Глядя на туземцев, я подумал, что разительно отличаюсь от них внешностью. Мое лицо напоминает конечную железнодорожную станцию, вроде нью-йоркского вокзала Гранд Централ: большой лошадиный нос, рот до ушей, глаза как тоннели.
Затем ко мне подскочил человек, с которым беседовал Ромилей, и заговорил по-английски. Я удивился: никогда не подумал бы, что люди, говорящие по-английски, способны так расчувствоваться. Правда, в той плачущей группе его не было.
По росту этого незнакомца — тот был дюйма на два выше меня — и крепкому сложению я заключил, что он важная персона. В отличие от соплеменников на нем была набедренная повязка, блуза, наподобие матросской, и зеленый шелковый шарф вокруг туловища.

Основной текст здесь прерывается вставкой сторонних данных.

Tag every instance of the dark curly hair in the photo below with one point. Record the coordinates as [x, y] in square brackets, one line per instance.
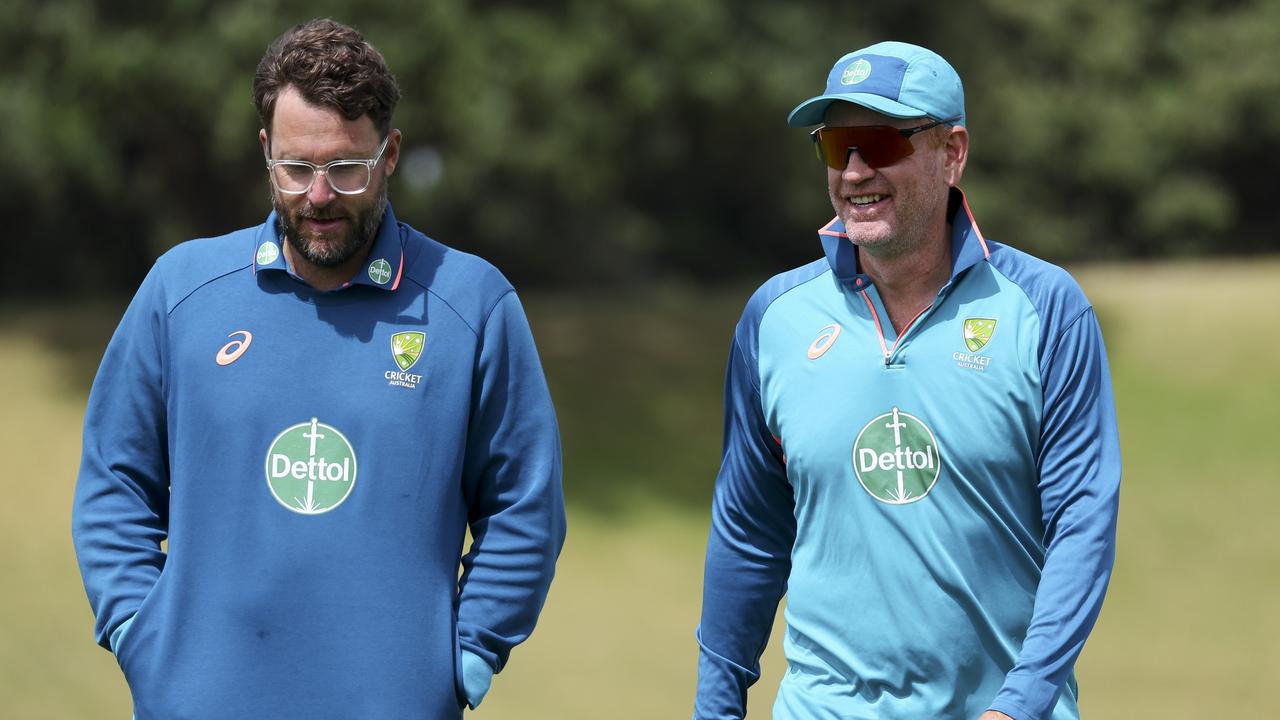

Поначалу он говорил медленно, подыскивал слова, потом речь потекла свободнее. Не знаю, почему я удивился. Английский сегодня — великий имперский язык, каким в давние времена были древнегреческий и латынь. Не думаю, чтобы римляне удивились, когда парфяне и нумидийцы обращались к ним на латыни.
— Меня зовут Айтело. Добро пожаловать. Как поживаете?
— Что? Что? — Я приложил руку к уху.
— Айтело, — повторил он и поклонился.
В шортах и грязных сапогах-вездеходах, с синим пробковым шлемом на голове, я отвесил ответный поклон.